The challenge that has been given to the US of the Now is to re-examine OUR roles within society at large, but more specifically to those engaged with ITS baggage in images- photography and its status as representational force, but also how it accumulates narrative and suggests how the body, ANY body is to be groomed for its use within the frame. Within the book, there is with no apologia issued for an observable quality of white male-ness, nor should there be. The protagonists are 90-95% young white male and we have to address this. And so, we have. The bodies, the white bodies with their protuberances and their acne and their baby teen fat and virility to throw themselves off cliffs towards a blissful abyss are simply and not over or underwhelming a slice of American life captured by Meeks in HIS woodland America. The point of work like this, the world in which it exists and to which it is free to be represented or photographed with permission given to the photographer is as much the right of any particular demographic to observe the work itself as it is to perhaps look for something different that better suits a particular audience’s agenda or politics. If we are to explore plurality at all, to open up dialogues in which the beauty of work like this may exist even in its alabaster delineation, we will need to expand our perimeters of patience and acceptance. I apologize to Meeks for having to raise this issue or rather question it, but it would be unfair if this dialogue were not involved. It has been noted by others in my peer group on a few social media platforms that the protagonists are young white men, which are currently not in favor it seems. I make the point above in reluctance, but as a way of discussing this question from my own position. My hope in doing so is to cast a casual note towards the pressing topics of the day, but to do so in a manner which respects Raymond, his subjects, our audience and the work itself.

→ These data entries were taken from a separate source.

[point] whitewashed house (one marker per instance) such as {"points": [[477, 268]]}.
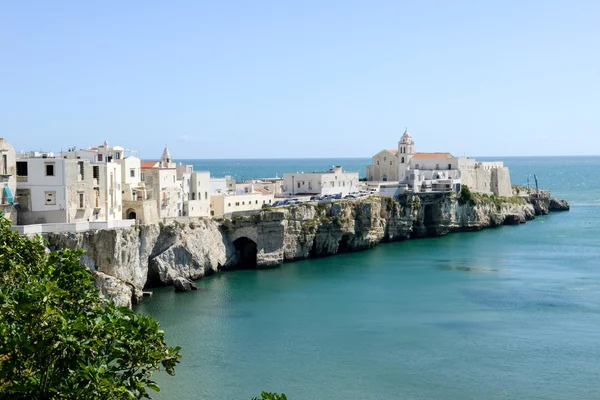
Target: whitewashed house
{"points": [[333, 181], [225, 204], [64, 190]]}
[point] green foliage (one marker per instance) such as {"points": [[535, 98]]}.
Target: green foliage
{"points": [[466, 196], [60, 340], [271, 396]]}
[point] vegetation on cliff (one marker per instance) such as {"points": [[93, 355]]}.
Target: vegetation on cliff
{"points": [[60, 340], [467, 197]]}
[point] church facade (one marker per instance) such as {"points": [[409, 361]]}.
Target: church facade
{"points": [[422, 171]]}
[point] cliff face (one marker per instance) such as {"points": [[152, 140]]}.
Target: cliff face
{"points": [[127, 260]]}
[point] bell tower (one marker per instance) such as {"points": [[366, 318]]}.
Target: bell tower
{"points": [[406, 150]]}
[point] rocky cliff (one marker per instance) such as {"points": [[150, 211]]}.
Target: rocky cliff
{"points": [[127, 260]]}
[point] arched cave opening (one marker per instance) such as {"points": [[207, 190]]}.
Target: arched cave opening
{"points": [[432, 218], [245, 251]]}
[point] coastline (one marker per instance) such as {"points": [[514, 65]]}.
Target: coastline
{"points": [[125, 261]]}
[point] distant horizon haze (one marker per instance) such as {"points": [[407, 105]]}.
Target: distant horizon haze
{"points": [[234, 79]]}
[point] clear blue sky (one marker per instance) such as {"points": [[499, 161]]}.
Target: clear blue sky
{"points": [[254, 79]]}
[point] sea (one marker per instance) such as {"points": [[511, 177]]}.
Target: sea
{"points": [[505, 313]]}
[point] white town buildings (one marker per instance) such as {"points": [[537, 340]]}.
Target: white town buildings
{"points": [[333, 181], [426, 172]]}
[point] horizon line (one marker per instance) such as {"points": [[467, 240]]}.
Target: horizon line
{"points": [[363, 158]]}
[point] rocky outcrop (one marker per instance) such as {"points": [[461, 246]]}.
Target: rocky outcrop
{"points": [[129, 259], [558, 205], [184, 285]]}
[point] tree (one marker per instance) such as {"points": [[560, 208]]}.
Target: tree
{"points": [[59, 339]]}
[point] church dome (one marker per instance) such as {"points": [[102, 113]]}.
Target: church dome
{"points": [[406, 138]]}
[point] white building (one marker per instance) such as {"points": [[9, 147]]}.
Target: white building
{"points": [[225, 204], [8, 181], [222, 185], [195, 191], [272, 185], [66, 189], [173, 191], [333, 181], [426, 171]]}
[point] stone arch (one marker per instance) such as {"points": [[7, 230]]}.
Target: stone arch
{"points": [[246, 252]]}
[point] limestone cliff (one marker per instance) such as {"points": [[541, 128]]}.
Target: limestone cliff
{"points": [[127, 260]]}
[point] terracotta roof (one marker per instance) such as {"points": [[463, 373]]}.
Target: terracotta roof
{"points": [[432, 155], [148, 164]]}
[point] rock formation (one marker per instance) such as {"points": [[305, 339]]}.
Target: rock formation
{"points": [[129, 259]]}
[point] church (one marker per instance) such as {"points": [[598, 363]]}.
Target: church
{"points": [[420, 172]]}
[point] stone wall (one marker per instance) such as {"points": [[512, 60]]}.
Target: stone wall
{"points": [[130, 259]]}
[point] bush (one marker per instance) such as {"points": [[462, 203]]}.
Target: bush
{"points": [[60, 340]]}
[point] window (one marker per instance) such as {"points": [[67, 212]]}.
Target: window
{"points": [[49, 169], [21, 168], [50, 198]]}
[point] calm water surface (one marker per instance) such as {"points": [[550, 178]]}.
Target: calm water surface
{"points": [[506, 313]]}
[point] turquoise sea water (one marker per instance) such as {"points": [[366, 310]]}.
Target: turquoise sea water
{"points": [[506, 313]]}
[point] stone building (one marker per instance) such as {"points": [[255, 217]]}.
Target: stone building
{"points": [[173, 191], [426, 170], [8, 181], [64, 190], [225, 204], [333, 181]]}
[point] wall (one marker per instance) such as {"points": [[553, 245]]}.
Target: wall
{"points": [[321, 183], [501, 184], [433, 163], [384, 167], [227, 204], [8, 179]]}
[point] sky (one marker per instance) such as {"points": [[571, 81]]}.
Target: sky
{"points": [[301, 79]]}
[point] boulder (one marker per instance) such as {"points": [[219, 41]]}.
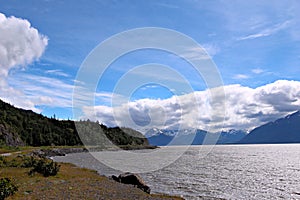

What Halfstory Halflife does for me on a personal level is that it reminds me that all is not lost. That honest work can be made without the unnecessary interference of levity. It serves to remind me that photography can still be photography and that there are a number of people working in the vein. There seems to be some push back surfacing relating to our post-Internet world of images in which those of us that want to examine photography again are doing so with all the knowledge of current and critical issues, but are also finding our way back to what the medium and what its functions are. I can think of several projects this year alone that were incredibly refreshing to engage with on those fronts. From “Rayon Vert” by Senta Simond to as of yet un-reviewed books by Gerry Johansson and the catalogue of “The Land in Between” by Ursula Schulz-Dornburg. The re-issue of Waffenruhe by Michael Schmidt and retro-introspective Paul Kooiker joint “Eggs and Rarities” prove that there is an appetite for photography as it stands and not as the Google earth project/never-ending photography as sculpture background noise that it had to become. Who knows, maybe I am just getting old and my days of smoking around the ‘hole are rushing closer to an end. This book is MY PERSONAL PICK OF THE YEAR thus far and will be hard to shake from that position. In terms of “bests” there are a few more as mentioned above, but on personal grounds, this book just crushed 2018 in the most necessary way.